Tidak hanya itu, lanjut dewex, proses pelaksanaan yang dilakukan oleh BPN dalam melaksanakan program redistribusi tersebut, yang dititik beratkan melalui FPPW terkesan tidak objektif dan diduga ada upaya polarisasi yang dilakukan oleh pihak BPN dengan FPPW.
“Karena sepengetahuan kami dilapangan, bahwa proses pengorganisiran dan pengorganisasian dikawasan tersebut, petani tergabung dalam wadah yang jelas yakni Serikat Petani Indonesia (SPI), dan itu merupakan lembaga yang memiliki legalitas formal dan bergerak dalam issu agraria. Untuk itu dengan adanya pengclaiman sebelah pihak yang dilakukan oleh FPPW merupakan sesuatu yang merusak prinsip egalitarian dalam gerakan agraria tersebut,” tandasnya
DPC Diaga Muda Indonesia akan berperan aktif untuk mendorong pihak-pihak terkait agar dapat melakukan evaluasi, dan mempertanggung jawabkan proses penarikan sertifikat yang terjadi hari ini agar tidak terulang lagi.

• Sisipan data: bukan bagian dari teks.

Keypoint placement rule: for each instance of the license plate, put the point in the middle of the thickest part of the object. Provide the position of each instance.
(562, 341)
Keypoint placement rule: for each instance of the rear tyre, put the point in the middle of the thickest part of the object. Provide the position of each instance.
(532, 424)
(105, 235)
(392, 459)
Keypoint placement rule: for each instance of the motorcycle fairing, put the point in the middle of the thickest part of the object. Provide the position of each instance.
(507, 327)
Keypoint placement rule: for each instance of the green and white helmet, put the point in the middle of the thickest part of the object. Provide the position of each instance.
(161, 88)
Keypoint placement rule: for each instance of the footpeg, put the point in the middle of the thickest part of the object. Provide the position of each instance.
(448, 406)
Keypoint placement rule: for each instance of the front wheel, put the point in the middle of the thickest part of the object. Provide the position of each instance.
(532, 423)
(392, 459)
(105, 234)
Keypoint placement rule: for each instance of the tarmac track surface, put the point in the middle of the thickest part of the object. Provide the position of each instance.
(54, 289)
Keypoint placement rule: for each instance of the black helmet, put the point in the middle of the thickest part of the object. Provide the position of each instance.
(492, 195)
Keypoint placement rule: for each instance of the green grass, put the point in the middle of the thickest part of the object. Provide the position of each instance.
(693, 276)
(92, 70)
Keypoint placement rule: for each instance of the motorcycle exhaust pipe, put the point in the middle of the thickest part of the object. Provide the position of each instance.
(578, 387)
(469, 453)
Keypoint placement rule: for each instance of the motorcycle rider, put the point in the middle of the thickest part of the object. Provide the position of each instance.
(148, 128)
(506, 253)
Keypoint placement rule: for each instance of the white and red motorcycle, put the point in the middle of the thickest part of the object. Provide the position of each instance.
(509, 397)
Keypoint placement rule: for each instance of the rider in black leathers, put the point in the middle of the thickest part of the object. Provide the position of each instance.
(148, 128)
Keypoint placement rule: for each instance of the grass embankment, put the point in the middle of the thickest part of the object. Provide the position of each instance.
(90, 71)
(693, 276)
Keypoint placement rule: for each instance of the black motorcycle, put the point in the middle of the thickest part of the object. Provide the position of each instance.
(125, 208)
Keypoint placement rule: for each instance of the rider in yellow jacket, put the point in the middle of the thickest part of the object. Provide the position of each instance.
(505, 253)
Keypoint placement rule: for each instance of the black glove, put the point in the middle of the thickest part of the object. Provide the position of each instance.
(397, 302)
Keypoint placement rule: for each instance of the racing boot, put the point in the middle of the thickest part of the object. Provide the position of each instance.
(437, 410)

“Kami meminta kepada pihak BPN agar melakukan pendataan yang sebaik-baiknya, dan pihak terkait agar mengevakuasinya. Karena harapannya para petani yang seharusnya mendapatkan hak atas tanah tersebut benar-benar mendapatkan haknya. Sebagaimana amanat konstitusi yakni UUPA no 5 tahun 1960,”harapnya. (Haris)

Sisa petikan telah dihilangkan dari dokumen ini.